The clerk’s eyes took in Spade’s disreputable appearance, Penny’s frightened eyes and cloche hanging precariously to the side of her head, the cheap frock under a calf-length coat that had seen better days. The eyes slid to the lobby clock.
“I think not, sir.” His voice just avoided having a sneer in it. “We are not that kind of hotel.”
“You are now,” said Spade. “Tell your house dick, Skip LeGrande, that Sam is stashing a witness for a day or two.” He tossed money on the counter, reached across to the keyboard and snagged a key, held it up, said, “Three three three.”
Spade put their hats on the shelf of the closet inside the door, hung up their coats. When he turned, Penny was standing in the middle of the room with a dazed look on her face, as if she couldn’t remember where she was or how she had gotten there.
“Sit down, precious,” Spade said.
She sat down obediently in the closest chair in that same all-at-once-boneless way with which she had sat when Spade had braced her the night before. Her face was pale, exhaustion rimmed her eyes with red and made their lids seem transparent.

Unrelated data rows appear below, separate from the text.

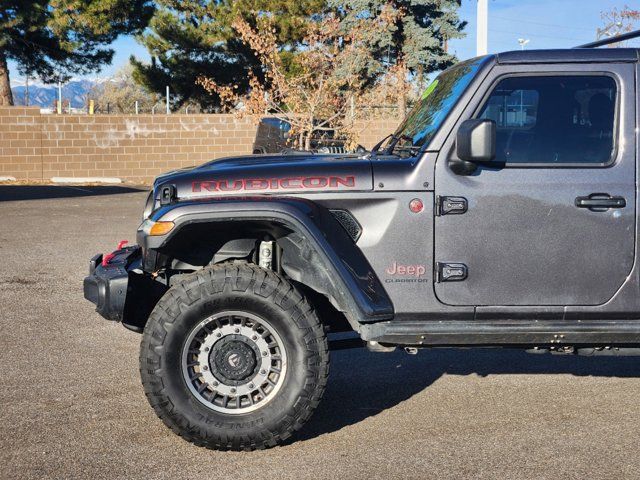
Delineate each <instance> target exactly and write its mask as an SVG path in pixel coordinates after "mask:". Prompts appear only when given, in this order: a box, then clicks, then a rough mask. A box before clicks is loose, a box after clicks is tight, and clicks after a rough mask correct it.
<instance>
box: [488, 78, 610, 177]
mask: <svg viewBox="0 0 640 480" xmlns="http://www.w3.org/2000/svg"><path fill="white" fill-rule="evenodd" d="M616 98H617V96H616V83H615V81H614V80H613V78H611V77H608V76H539V77H511V78H506V79H504V80H502V81H500V83H498V85H497V86H496V87H495V89H494V90H493V92H492V93H491V96H490V97H489V99H488V100H487V101H486V103H485V104H484V106H483V107H482V109H481V111H480V115H479V117H480V118H485V119H490V120H493V121H495V122H496V159H495V161H496V162H501V163H505V164H507V165H509V164H515V165H517V164H544V165H549V166H551V165H554V164H556V165H566V164H585V163H586V164H591V165H605V164H608V163H609V162H610V161H611V160H612V156H613V151H614V145H615V143H614V131H615V119H614V114H615V110H616V109H615V104H616Z"/></svg>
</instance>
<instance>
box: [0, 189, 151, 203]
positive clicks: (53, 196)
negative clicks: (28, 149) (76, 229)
mask: <svg viewBox="0 0 640 480" xmlns="http://www.w3.org/2000/svg"><path fill="white" fill-rule="evenodd" d="M144 190H145V187H142V186H140V187H138V186H133V187H131V186H126V187H125V186H122V185H119V186H115V185H91V186H87V185H78V186H76V185H0V202H12V201H17V200H43V199H48V198H72V197H92V196H97V195H119V194H123V193H135V192H142V191H144Z"/></svg>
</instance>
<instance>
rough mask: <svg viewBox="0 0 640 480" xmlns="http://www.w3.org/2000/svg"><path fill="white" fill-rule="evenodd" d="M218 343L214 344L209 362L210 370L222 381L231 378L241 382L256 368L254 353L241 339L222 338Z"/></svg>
mask: <svg viewBox="0 0 640 480" xmlns="http://www.w3.org/2000/svg"><path fill="white" fill-rule="evenodd" d="M219 343H220V345H218V344H216V345H214V347H213V349H212V351H211V356H210V358H209V363H210V364H211V370H212V372H213V373H214V374H215V373H217V375H218V376H219V377H220V379H221V380H222V381H225V380H231V381H235V382H241V381H242V380H245V379H247V378H249V377H250V376H251V375H252V374H253V373H254V370H255V369H256V366H257V363H258V362H257V360H256V354H255V352H254V350H253V348H251V346H249V345H247V343H246V342H245V341H243V340H235V339H229V340H222V341H221V342H219Z"/></svg>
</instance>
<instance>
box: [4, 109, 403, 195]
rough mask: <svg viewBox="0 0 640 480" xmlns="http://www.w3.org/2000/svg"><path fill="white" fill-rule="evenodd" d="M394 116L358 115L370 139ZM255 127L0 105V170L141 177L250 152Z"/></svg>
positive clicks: (24, 178) (232, 121) (245, 124)
mask: <svg viewBox="0 0 640 480" xmlns="http://www.w3.org/2000/svg"><path fill="white" fill-rule="evenodd" d="M397 124H398V121H397V120H394V119H391V120H389V119H379V120H372V121H371V122H361V124H360V125H359V128H358V130H359V131H360V132H361V134H360V139H359V143H361V144H362V145H364V146H365V147H371V146H373V145H374V144H375V143H376V142H377V141H378V140H380V139H381V138H382V137H384V136H385V135H387V134H388V133H391V132H392V131H393V130H394V129H395V127H396V126H397ZM256 130H257V126H256V125H255V123H254V122H253V121H252V120H251V119H248V118H247V119H242V120H240V119H237V118H235V117H234V116H233V115H179V114H175V115H92V116H90V115H41V114H40V112H39V110H38V109H37V108H19V107H0V177H2V176H11V177H15V178H17V179H20V180H48V179H50V178H52V177H118V178H121V179H123V180H126V181H131V182H137V183H148V182H150V181H151V180H152V179H153V178H154V177H155V176H156V175H158V174H160V173H162V172H165V171H167V170H171V169H175V168H180V167H185V166H190V165H197V164H200V163H203V162H205V161H207V160H212V159H216V158H220V157H224V156H232V155H242V154H249V153H251V151H252V146H253V142H254V140H255V135H256Z"/></svg>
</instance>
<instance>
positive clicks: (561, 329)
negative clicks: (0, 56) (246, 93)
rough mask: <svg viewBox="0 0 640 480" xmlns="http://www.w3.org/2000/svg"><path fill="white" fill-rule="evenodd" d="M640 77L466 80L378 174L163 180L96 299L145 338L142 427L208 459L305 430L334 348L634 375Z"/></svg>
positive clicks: (638, 294)
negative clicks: (154, 411)
mask: <svg viewBox="0 0 640 480" xmlns="http://www.w3.org/2000/svg"><path fill="white" fill-rule="evenodd" d="M638 60H639V50H637V49H629V48H606V49H595V48H577V49H566V50H546V51H516V52H506V53H500V54H496V55H488V56H483V57H479V58H474V59H471V60H468V61H464V62H461V63H459V64H457V65H455V66H453V67H451V68H449V69H448V70H446V71H444V72H442V73H441V74H440V75H439V76H438V77H437V79H436V80H434V82H433V83H432V84H431V85H430V86H429V88H428V89H427V90H426V91H425V93H424V94H423V96H422V98H421V100H420V102H419V103H418V104H417V105H416V107H415V108H414V110H413V111H411V112H410V114H409V115H408V116H407V118H406V119H405V120H404V121H403V122H402V124H401V125H400V127H399V128H398V130H397V131H396V132H395V133H394V134H393V135H390V136H389V137H388V138H386V139H385V140H384V141H382V142H381V143H380V144H379V145H377V146H376V147H375V148H373V150H372V151H371V152H369V153H368V154H366V155H360V156H357V155H318V154H309V155H300V156H279V155H258V156H247V157H239V158H228V159H224V160H219V161H215V162H211V163H206V164H204V165H201V166H198V167H195V168H189V169H184V170H179V171H174V172H170V173H167V174H165V175H162V176H160V177H158V178H157V179H156V180H155V183H154V185H153V190H152V191H151V193H150V194H149V197H148V200H147V203H146V205H145V207H144V214H143V220H142V224H141V225H140V227H139V229H138V232H137V245H135V246H122V245H121V246H120V247H121V248H119V249H118V250H116V251H115V252H113V253H111V254H108V255H104V256H103V255H97V256H95V257H94V258H93V259H91V262H90V275H89V276H88V277H87V278H86V279H85V281H84V294H85V297H86V298H87V299H88V300H90V301H91V302H93V303H95V304H96V305H97V311H98V313H99V314H101V315H102V316H103V317H105V318H107V319H109V320H116V321H120V322H122V323H123V325H124V326H126V327H127V328H130V329H132V330H135V331H137V332H141V333H143V335H142V343H141V350H140V373H141V376H142V383H143V385H144V390H145V392H146V395H147V398H148V400H149V402H150V404H151V406H152V407H153V408H154V410H155V412H156V413H157V415H158V416H159V417H160V418H161V419H162V420H163V421H164V423H165V424H166V425H167V426H168V427H169V428H171V429H172V430H173V431H174V432H176V433H177V434H179V435H181V436H182V437H184V438H185V439H187V440H189V441H191V442H193V443H195V444H197V445H202V446H206V447H209V448H213V449H227V450H228V449H232V450H251V449H257V448H264V447H269V446H273V445H276V444H278V443H279V442H281V441H283V440H285V439H287V438H288V437H290V436H291V435H292V434H293V433H294V432H295V431H296V430H298V429H299V428H300V427H302V425H303V424H304V423H305V422H306V421H307V420H308V419H309V417H310V416H311V414H312V412H313V410H314V409H315V408H316V406H317V405H318V402H319V401H320V399H321V397H322V394H323V391H324V389H325V386H326V383H327V375H328V372H329V349H330V347H329V342H328V341H327V332H336V331H338V332H340V331H346V330H351V331H353V332H356V333H357V336H358V337H359V338H357V340H358V341H361V343H363V344H366V345H367V346H368V347H369V348H370V349H371V350H373V351H378V352H385V351H390V350H393V349H394V348H396V347H397V346H401V347H403V348H405V349H406V350H407V351H408V352H409V353H414V352H415V351H416V350H417V349H419V348H428V347H510V348H523V349H527V350H530V351H532V352H554V353H567V354H569V353H570V354H583V355H603V356H604V355H630V354H638V353H640V265H639V263H640V262H639V261H638V260H639V259H638V255H639V253H638V252H639V251H640V243H639V242H640V236H639V235H638V221H637V219H638V192H637V190H638V181H637V179H638V160H639V158H640V155H639V144H638V131H639V127H640V109H639V108H638V105H639V103H638V99H639V98H640V91H639V86H638V85H639V84H638V80H640V64H639V61H638ZM336 414H338V415H339V413H336Z"/></svg>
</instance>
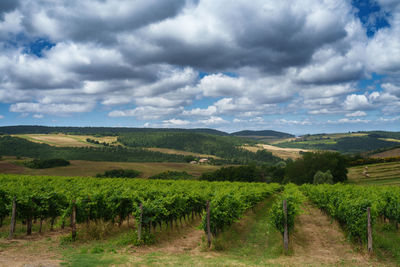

Spade half-filled two glasses with water from the sink, set them down on the table beside Penny’s chair, poured generous doses of dark liquid into each glass from a curved, leather-covered metal flask off his hip. He kept one glass for himself, put the other into her hand. He clinked his glass to hers.
“Success to crime,” he said.
She shuddered. “Can’t we drink to something else?”
“To truth,” said Spade. This time she drank, greedily, as she had drunk the at-first-refused coffee at her apartment.
“I’m just so tired of running and hiding and lying all the time,” she said. “Of being so scared for so long I can’t remember what it’s like to not be scared.”